Stage 3 — Scheduled crons. The script runs on a timer — nightly, or after every deployment. Findings land in a log file or Discord channel. This catches drift within hours rather than days.
Stage 4 — Skill-based automation with remediation guardrails. An agent dispatches parallel probes to every machine, synthesizes findings with severity tiers, posts structured reports, and offers (but does not automatically execute) remediation for high-risk services. This is what the deployment-sync skill implements.
What to Detect: The Drift Surface Area
A complete drift detection system monitors across five categories. Miss any one and you have a blind spot.
1. Git Drift
Is the running code behind main? By how many commits? Which files changed?
Detection method: compare the running service's git SHA (from /health endpoint, see Lesson 240) against git rev-parse HEAD on the main branch of the canonical repository.
2. Docker Image Age
When was the running Docker image built? Is it based on a commit that has since been superseded?
Detection method: docker inspect <container> | grep Created. Compare against the last successful CI build timestamp.

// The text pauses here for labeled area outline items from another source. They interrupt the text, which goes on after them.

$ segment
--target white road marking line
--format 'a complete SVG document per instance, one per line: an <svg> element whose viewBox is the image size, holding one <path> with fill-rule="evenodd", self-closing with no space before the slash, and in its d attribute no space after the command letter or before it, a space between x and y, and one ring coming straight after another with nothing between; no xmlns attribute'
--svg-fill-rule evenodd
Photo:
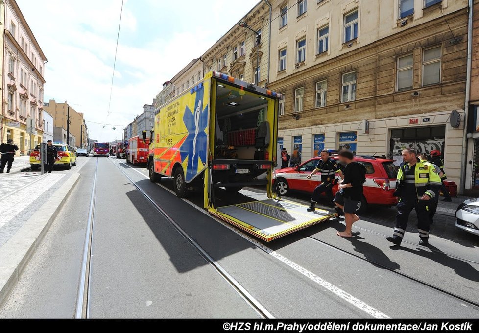
<svg viewBox="0 0 479 333"><path fill-rule="evenodd" d="M133 169L134 170L135 170L135 171L136 171L141 175L143 176L144 177L147 178L149 178L149 176L147 176L144 173L138 171L135 168L130 167L130 168ZM164 186L163 185L161 185L160 183L156 183L156 184L157 185L166 190L169 193L171 193L171 194L176 195L175 192L172 191L171 190L170 190L169 189L166 188L166 187ZM355 307L356 307L359 309L366 312L366 313L367 313L371 316L373 317L373 318L375 318L376 319L389 319L391 318L389 316L387 315L384 313L383 313L383 312L379 311L377 309L375 309L373 307L371 307L371 306L368 305L368 304L366 304L365 303L364 303L361 300L357 298L356 297L355 297L351 294L349 294L349 293L347 293L346 291L344 291L344 290L339 289L333 284L328 282L328 281L325 280L323 279L322 279L321 278L319 277L319 276L318 276L314 273L312 273L312 272L309 271L308 270L300 266L299 265L295 263L294 262L289 260L286 257L284 257L284 256L282 256L282 255L276 252L276 251L273 251L272 249L269 248L266 245L264 245L263 244L262 244L262 243L260 243L256 239L250 237L247 235L246 235L245 234L240 231L240 230L238 230L238 229L236 229L235 228L234 228L231 225L229 224L228 223L224 222L218 218L216 218L216 217L214 217L214 216L211 216L209 214L208 214L207 212L205 211L205 210L204 209L200 207L197 205L196 205L193 203L192 202L189 201L188 200L186 200L185 198L182 198L181 200L186 202L188 204L190 205L191 206L192 206L193 207L195 208L196 209L198 210L198 211L203 213L204 214L208 215L210 217L212 217L212 218L214 218L215 220L216 220L219 223L221 223L226 227L228 228L230 230L235 232L237 235L241 236L241 237L244 238L245 239L248 240L250 242L252 243L257 247L258 247L259 248L263 250L268 254L271 255L271 256L276 258L278 260L279 260L280 262L286 264L289 267L292 268L293 269L295 270L297 272L301 273L302 274L306 276L307 278L310 279L310 280L316 283L319 285L321 285L322 287L323 287L326 290L331 291L333 293L338 296L341 299L346 301L346 302L350 303L350 304L354 306Z"/></svg>

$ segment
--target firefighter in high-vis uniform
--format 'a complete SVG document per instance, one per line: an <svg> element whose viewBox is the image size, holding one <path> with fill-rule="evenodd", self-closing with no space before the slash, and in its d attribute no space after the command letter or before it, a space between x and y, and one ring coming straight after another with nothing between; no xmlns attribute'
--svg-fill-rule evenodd
<svg viewBox="0 0 479 333"><path fill-rule="evenodd" d="M431 157L431 162L437 166L442 175L441 176L441 191L444 195L444 199L443 201L450 202L453 200L451 198L451 195L449 191L447 190L446 185L444 185L444 181L447 179L446 175L446 171L444 170L444 160L441 158L441 152L439 150L432 150L429 153L429 155Z"/></svg>
<svg viewBox="0 0 479 333"><path fill-rule="evenodd" d="M312 192L311 205L306 210L308 212L314 212L316 210L316 203L319 200L321 193L323 192L326 194L331 204L333 206L335 206L334 202L335 198L333 195L333 187L336 183L336 173L338 173L341 179L344 178L342 171L337 166L337 162L329 157L329 152L326 150L321 152L321 160L319 160L317 166L307 178L311 179L311 177L318 172L321 172L321 183L314 189Z"/></svg>
<svg viewBox="0 0 479 333"><path fill-rule="evenodd" d="M399 198L398 214L392 237L388 241L396 245L403 240L409 214L413 209L417 215L419 245L429 244L430 209L435 204L434 198L441 188L441 178L434 167L429 162L421 162L412 149L403 151L404 164L398 173L395 196Z"/></svg>

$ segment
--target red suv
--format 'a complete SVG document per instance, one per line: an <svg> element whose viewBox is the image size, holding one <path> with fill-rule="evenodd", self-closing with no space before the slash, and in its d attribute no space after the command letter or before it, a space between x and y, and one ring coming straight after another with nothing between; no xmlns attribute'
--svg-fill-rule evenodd
<svg viewBox="0 0 479 333"><path fill-rule="evenodd" d="M337 159L336 156L331 158ZM280 194L287 195L291 190L312 193L314 188L321 184L321 174L317 173L311 179L306 177L316 168L320 160L319 156L314 157L296 167L287 167L277 171L273 182L273 184L277 184ZM396 188L399 167L394 165L394 161L367 156L356 156L355 161L362 164L367 170L364 196L358 206L358 213L364 212L369 204L395 205L397 199L393 193ZM339 166L344 168L340 163ZM336 185L333 188L333 194L337 191Z"/></svg>

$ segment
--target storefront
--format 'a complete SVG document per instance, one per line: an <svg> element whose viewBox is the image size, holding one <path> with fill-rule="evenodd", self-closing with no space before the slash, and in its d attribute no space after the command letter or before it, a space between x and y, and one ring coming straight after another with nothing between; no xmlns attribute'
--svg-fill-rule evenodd
<svg viewBox="0 0 479 333"><path fill-rule="evenodd" d="M323 149L346 148L357 155L384 155L396 160L398 164L402 159L401 152L405 148L414 148L422 153L439 150L443 154L448 179L459 185L463 166L461 161L464 113L463 110L455 111L458 113L461 121L458 126L453 127L451 124L452 113L452 110L449 110L368 121L283 129L279 131L279 135L284 140L280 144L289 151L301 150L303 162L318 156ZM365 123L368 126L363 128ZM471 164L474 160L475 164L479 166L479 131L475 136L478 141L475 145L474 140L471 139L471 146L476 147L471 149L470 158ZM479 167L476 168L479 189ZM472 173L471 171L471 179Z"/></svg>

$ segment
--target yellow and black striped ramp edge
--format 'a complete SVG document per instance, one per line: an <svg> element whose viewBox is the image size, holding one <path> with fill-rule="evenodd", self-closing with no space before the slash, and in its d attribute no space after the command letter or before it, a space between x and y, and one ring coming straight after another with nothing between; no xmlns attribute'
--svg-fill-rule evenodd
<svg viewBox="0 0 479 333"><path fill-rule="evenodd" d="M337 217L335 212L316 209L288 200L272 199L211 210L210 214L266 241Z"/></svg>

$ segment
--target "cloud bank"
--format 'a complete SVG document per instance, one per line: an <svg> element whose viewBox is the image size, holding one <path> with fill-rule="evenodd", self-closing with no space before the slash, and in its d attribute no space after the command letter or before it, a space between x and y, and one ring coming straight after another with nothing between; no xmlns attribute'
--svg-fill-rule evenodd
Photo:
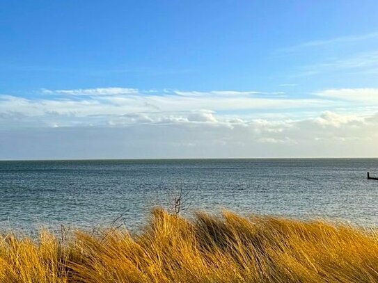
<svg viewBox="0 0 378 283"><path fill-rule="evenodd" d="M40 95L0 96L1 159L378 156L378 89Z"/></svg>

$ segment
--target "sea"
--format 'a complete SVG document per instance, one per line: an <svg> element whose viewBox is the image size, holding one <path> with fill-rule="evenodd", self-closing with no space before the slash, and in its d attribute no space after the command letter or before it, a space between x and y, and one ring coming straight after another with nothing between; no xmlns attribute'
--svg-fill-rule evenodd
<svg viewBox="0 0 378 283"><path fill-rule="evenodd" d="M378 159L3 161L0 231L137 230L157 207L375 227L378 181L367 172L378 177Z"/></svg>

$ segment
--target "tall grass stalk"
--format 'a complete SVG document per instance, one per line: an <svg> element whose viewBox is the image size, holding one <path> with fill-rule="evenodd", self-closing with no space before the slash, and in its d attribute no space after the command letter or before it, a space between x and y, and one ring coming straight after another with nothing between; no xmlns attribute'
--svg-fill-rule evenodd
<svg viewBox="0 0 378 283"><path fill-rule="evenodd" d="M137 236L71 233L3 235L0 282L378 282L377 231L345 225L156 209Z"/></svg>

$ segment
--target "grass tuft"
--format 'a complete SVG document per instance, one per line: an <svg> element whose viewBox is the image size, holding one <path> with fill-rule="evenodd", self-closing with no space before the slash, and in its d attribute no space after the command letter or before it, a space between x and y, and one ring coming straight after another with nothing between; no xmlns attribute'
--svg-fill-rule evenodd
<svg viewBox="0 0 378 283"><path fill-rule="evenodd" d="M276 217L153 211L113 229L3 235L0 282L378 282L377 230Z"/></svg>

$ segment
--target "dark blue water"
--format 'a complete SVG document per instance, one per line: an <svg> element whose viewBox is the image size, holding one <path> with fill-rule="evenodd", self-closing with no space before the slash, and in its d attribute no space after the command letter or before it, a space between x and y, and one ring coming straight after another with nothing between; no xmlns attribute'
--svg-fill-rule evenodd
<svg viewBox="0 0 378 283"><path fill-rule="evenodd" d="M343 220L378 225L378 159L0 161L0 229L134 229L151 208Z"/></svg>

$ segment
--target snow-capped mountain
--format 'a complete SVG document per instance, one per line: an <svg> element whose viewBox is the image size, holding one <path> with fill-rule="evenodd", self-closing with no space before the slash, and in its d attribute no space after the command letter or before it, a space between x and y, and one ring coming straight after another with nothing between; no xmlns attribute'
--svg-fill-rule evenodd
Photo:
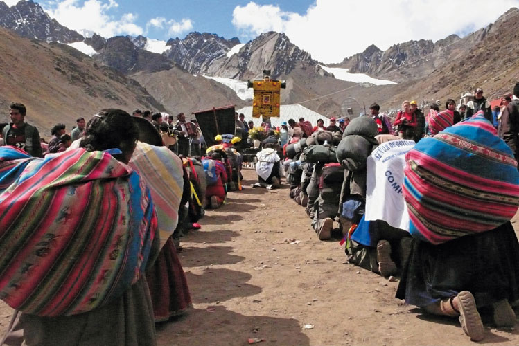
<svg viewBox="0 0 519 346"><path fill-rule="evenodd" d="M0 26L10 29L23 37L47 42L71 43L84 37L51 19L42 7L28 0L9 7L0 1Z"/></svg>

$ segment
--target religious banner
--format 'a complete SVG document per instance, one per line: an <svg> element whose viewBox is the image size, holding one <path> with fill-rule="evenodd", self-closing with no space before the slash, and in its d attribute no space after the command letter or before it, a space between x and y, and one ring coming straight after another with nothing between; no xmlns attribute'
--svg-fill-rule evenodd
<svg viewBox="0 0 519 346"><path fill-rule="evenodd" d="M367 158L367 221L383 220L390 226L409 230L407 207L402 194L405 154L416 143L397 140L379 145Z"/></svg>

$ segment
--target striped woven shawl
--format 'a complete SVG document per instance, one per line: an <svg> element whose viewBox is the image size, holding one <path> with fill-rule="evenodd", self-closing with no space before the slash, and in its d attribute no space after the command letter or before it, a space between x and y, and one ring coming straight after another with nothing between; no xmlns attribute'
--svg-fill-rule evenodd
<svg viewBox="0 0 519 346"><path fill-rule="evenodd" d="M405 156L410 232L440 244L495 228L519 206L519 173L482 111L419 142Z"/></svg>
<svg viewBox="0 0 519 346"><path fill-rule="evenodd" d="M0 147L0 298L45 316L92 310L142 275L157 229L139 175L106 152Z"/></svg>
<svg viewBox="0 0 519 346"><path fill-rule="evenodd" d="M138 142L130 165L150 188L157 211L161 248L178 223L184 188L182 161L166 147Z"/></svg>

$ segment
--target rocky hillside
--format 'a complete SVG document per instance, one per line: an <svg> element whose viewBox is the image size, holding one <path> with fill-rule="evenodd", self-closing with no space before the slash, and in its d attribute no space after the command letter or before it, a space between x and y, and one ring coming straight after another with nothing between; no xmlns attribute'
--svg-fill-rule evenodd
<svg viewBox="0 0 519 346"><path fill-rule="evenodd" d="M44 137L57 122L71 129L103 108L164 111L137 82L61 44L20 37L0 28L0 122L12 102L24 103L27 121ZM35 57L37 57L37 64Z"/></svg>
<svg viewBox="0 0 519 346"><path fill-rule="evenodd" d="M213 107L234 104L238 109L249 104L222 84L201 75L193 76L177 67L150 73L141 72L132 78L172 114L183 112L188 115Z"/></svg>
<svg viewBox="0 0 519 346"><path fill-rule="evenodd" d="M215 34L193 32L184 39L168 40L166 45L170 48L164 54L187 72L200 74L206 73L215 60L226 57L237 44L240 40L236 37L225 39Z"/></svg>
<svg viewBox="0 0 519 346"><path fill-rule="evenodd" d="M94 58L121 73L157 72L168 70L174 65L164 55L138 48L127 36L116 36L107 40L99 37L92 39L98 52Z"/></svg>
<svg viewBox="0 0 519 346"><path fill-rule="evenodd" d="M271 70L279 78L297 66L313 69L317 61L300 49L283 33L270 32L247 42L236 53L215 60L205 71L209 75L246 80L259 75L263 69Z"/></svg>
<svg viewBox="0 0 519 346"><path fill-rule="evenodd" d="M47 42L71 43L83 40L82 35L51 19L32 0L19 1L10 8L0 1L0 26L21 37Z"/></svg>
<svg viewBox="0 0 519 346"><path fill-rule="evenodd" d="M502 28L500 24L513 17L517 9L512 8L491 24L460 39L451 35L436 42L421 39L392 46L382 51L374 45L358 54L344 59L333 67L349 69L353 73L366 73L372 77L395 82L407 82L429 75L452 60L462 57L477 49L487 35Z"/></svg>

3. Permission and Configuration Anomalies
Are any service files world-writable? Are config files readable by the wrong user? Are secrets files accidentally set to 644 instead of 600?
Detection method: find /app -type f -perm /o+w inside each container. Flag deviations from expected permission posture.

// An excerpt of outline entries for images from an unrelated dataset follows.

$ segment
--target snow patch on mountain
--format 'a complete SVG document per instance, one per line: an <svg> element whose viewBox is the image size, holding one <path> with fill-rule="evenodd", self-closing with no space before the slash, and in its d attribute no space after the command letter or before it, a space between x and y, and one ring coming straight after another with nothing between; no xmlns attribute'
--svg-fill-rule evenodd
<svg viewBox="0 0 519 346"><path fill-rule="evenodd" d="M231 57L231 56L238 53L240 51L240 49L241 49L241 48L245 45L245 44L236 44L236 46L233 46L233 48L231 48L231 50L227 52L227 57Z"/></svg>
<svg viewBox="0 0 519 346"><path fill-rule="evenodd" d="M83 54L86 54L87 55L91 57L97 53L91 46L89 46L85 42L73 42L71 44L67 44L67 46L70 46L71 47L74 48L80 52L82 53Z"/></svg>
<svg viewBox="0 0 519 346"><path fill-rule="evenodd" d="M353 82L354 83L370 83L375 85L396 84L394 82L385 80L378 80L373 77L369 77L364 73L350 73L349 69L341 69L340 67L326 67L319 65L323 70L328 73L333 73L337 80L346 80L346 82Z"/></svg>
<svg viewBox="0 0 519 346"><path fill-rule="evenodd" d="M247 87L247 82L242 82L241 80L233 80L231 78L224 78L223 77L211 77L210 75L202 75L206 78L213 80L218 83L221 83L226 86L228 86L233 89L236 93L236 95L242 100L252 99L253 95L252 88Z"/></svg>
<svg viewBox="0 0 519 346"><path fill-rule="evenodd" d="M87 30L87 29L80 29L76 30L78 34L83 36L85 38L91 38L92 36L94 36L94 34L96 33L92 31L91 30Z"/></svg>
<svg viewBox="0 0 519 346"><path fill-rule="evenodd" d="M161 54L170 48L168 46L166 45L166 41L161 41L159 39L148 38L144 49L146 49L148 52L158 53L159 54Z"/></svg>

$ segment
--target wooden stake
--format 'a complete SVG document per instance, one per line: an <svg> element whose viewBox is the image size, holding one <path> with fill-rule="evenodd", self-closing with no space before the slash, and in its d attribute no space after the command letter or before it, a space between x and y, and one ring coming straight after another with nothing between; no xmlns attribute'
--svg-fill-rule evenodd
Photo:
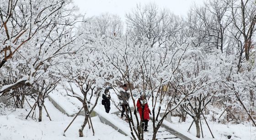
<svg viewBox="0 0 256 140"><path fill-rule="evenodd" d="M190 125L190 126L189 126L189 128L188 129L188 131L189 131L189 130L191 128L191 126L192 126L192 125L193 124L193 123L194 123L194 120L193 120L193 121L192 122L192 124L191 124Z"/></svg>
<svg viewBox="0 0 256 140"><path fill-rule="evenodd" d="M91 123L91 116L89 116L89 119L90 119L90 123L91 125L91 129L92 130L92 135L94 135L94 129L93 129L93 126L92 126L92 123Z"/></svg>
<svg viewBox="0 0 256 140"><path fill-rule="evenodd" d="M203 138L203 128L202 128L202 123L201 122L201 117L199 118L199 121L200 123L201 131L202 132L202 136Z"/></svg>
<svg viewBox="0 0 256 140"><path fill-rule="evenodd" d="M206 124L207 124L207 126L208 127L208 129L209 129L209 130L210 130L210 132L211 132L211 134L212 135L212 136L213 136L213 138L214 138L214 137L213 136L213 133L212 133L212 131L211 131L211 129L210 129L210 127L209 127L209 125L208 125L208 123L207 123L207 121L206 121L206 119L205 119L205 118L204 117L204 115L203 115L203 112L202 112L202 114L203 115L203 119L204 119L204 120L205 121L205 122L206 123Z"/></svg>
<svg viewBox="0 0 256 140"><path fill-rule="evenodd" d="M31 111L32 111L32 110L33 110L33 108L34 108L34 107L35 107L35 106L36 105L36 104L37 104L37 102L36 102L35 103L35 104L34 104L34 105L33 105L33 107L32 108L31 108L31 110L30 110L30 111L29 111L29 113L28 113L28 114L27 114L27 117L26 117L26 119L27 119L27 117L28 117L28 116L29 116L29 114L30 114L30 113L31 113Z"/></svg>
<svg viewBox="0 0 256 140"><path fill-rule="evenodd" d="M82 109L83 109L84 108L84 107L83 106L83 107L82 107L81 108L81 109L80 109L80 110L79 110L79 112L78 112L78 113L76 114L76 115L75 115L75 118L74 118L74 119L73 119L73 120L71 121L71 123L69 124L69 125L68 126L68 127L66 128L66 129L64 130L64 133L63 133L63 135L65 136L65 132L66 132L66 131L67 131L67 130L68 130L68 129L69 129L69 126L71 125L72 123L73 123L73 122L75 120L75 118L76 118L76 117L77 117L77 116L78 115L78 114L79 114L79 113L80 113L80 112L81 112L81 111L82 110Z"/></svg>
<svg viewBox="0 0 256 140"><path fill-rule="evenodd" d="M41 102L42 102L43 103L43 101L42 100L42 99L41 99L41 98L40 98ZM46 112L46 113L47 114L47 115L48 115L48 118L49 118L49 119L50 119L50 121L52 121L52 119L51 119L51 117L50 117L50 115L49 115L49 113L48 113L48 111L47 111L47 109L46 109L46 108L45 107L45 106L44 105L44 104L43 103L43 108L44 108L44 109L45 110L45 111Z"/></svg>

4. Zombie and Duplicate Processes
Are any services running multiple instances? Are there orphaned processes from previous sessions?
Detection method: pgrep -c <service-name> — a count greater than 1 is a duplicate. Cross-reference against known PIDs in lockfiles.

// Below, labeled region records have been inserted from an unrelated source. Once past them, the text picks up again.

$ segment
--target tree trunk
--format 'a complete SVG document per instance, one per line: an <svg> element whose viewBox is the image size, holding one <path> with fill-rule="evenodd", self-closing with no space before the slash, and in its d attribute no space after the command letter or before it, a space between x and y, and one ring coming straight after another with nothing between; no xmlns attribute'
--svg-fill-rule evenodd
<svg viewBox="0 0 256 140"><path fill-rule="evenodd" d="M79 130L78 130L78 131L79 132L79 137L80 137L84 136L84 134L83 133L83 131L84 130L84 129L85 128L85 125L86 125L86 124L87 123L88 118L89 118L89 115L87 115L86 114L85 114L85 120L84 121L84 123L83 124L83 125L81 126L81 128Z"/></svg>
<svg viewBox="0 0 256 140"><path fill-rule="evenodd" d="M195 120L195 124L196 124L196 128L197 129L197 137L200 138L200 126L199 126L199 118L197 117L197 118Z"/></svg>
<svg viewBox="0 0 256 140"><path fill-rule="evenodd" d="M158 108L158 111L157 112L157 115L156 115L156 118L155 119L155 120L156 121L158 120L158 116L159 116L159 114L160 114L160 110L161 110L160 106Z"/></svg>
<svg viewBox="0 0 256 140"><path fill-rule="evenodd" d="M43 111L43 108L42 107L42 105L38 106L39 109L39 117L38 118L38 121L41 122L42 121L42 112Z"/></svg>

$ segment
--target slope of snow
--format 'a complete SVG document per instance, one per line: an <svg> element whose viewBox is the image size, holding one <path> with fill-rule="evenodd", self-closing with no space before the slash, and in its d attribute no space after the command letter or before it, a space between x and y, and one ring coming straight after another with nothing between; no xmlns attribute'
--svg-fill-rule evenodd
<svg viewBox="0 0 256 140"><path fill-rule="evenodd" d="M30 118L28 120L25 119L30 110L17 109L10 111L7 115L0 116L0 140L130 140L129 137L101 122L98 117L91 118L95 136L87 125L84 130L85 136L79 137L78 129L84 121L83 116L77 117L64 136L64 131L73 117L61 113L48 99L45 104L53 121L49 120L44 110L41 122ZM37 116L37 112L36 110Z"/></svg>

5. Failed and Degraded Services
Are launchd jobs in a failed state? Are health endpoints returning non-200?
Detection method: launchctl list | grep com.knox to check job status. Health endpoint polling for HTTP 200.
Architecture: The Four-Phase Model
A drift detection system has four phases. Each feeds the next.
Inventory → Probes → Comparison → Alerting → [Optional Remediation]
— The known state. A manifest of every service, where it runs, what version it should be, and what its health endpoint URL is. This is your ground truth. Without it, you cannot define "drift."
— Active queries against each machine and service. SSH commands, HTTP health checks, docker inspect calls. Probes gather the actual current state.
— Diff the inventory against the probe results. Every deviation is a finding. Each finding gets a severity tier: CRITICAL (trading service, immediate action), HIGH (data service, urgent), LOW (informational, non-urgent).
— Deliver findings to the operator with enough context to act. Not just "drift detected" but "akashic-records on knox-mac-mini is running commit a3f8c21 (2026-03-27), main is b9d1e44 (2026-03-29). 4 commits behind. Last changed: indexer.py — reindex logic updated."
The deployment-sync Skill: Real Implementation
After the March 29 incident, the deployment-sync skill was built to automate this process. It dispatches parallel audit agents to Mac Mini and Tesseract, gathers their state reports, and synthesizes a drift report.
The skill's high-level execution flow:
1. Load service manifest (inventory)
2. Dispatch Agent A → Mac Mini (SSH + health checks)
Dispatch Agent B → Tesseract (SSH + health checks) [parallel]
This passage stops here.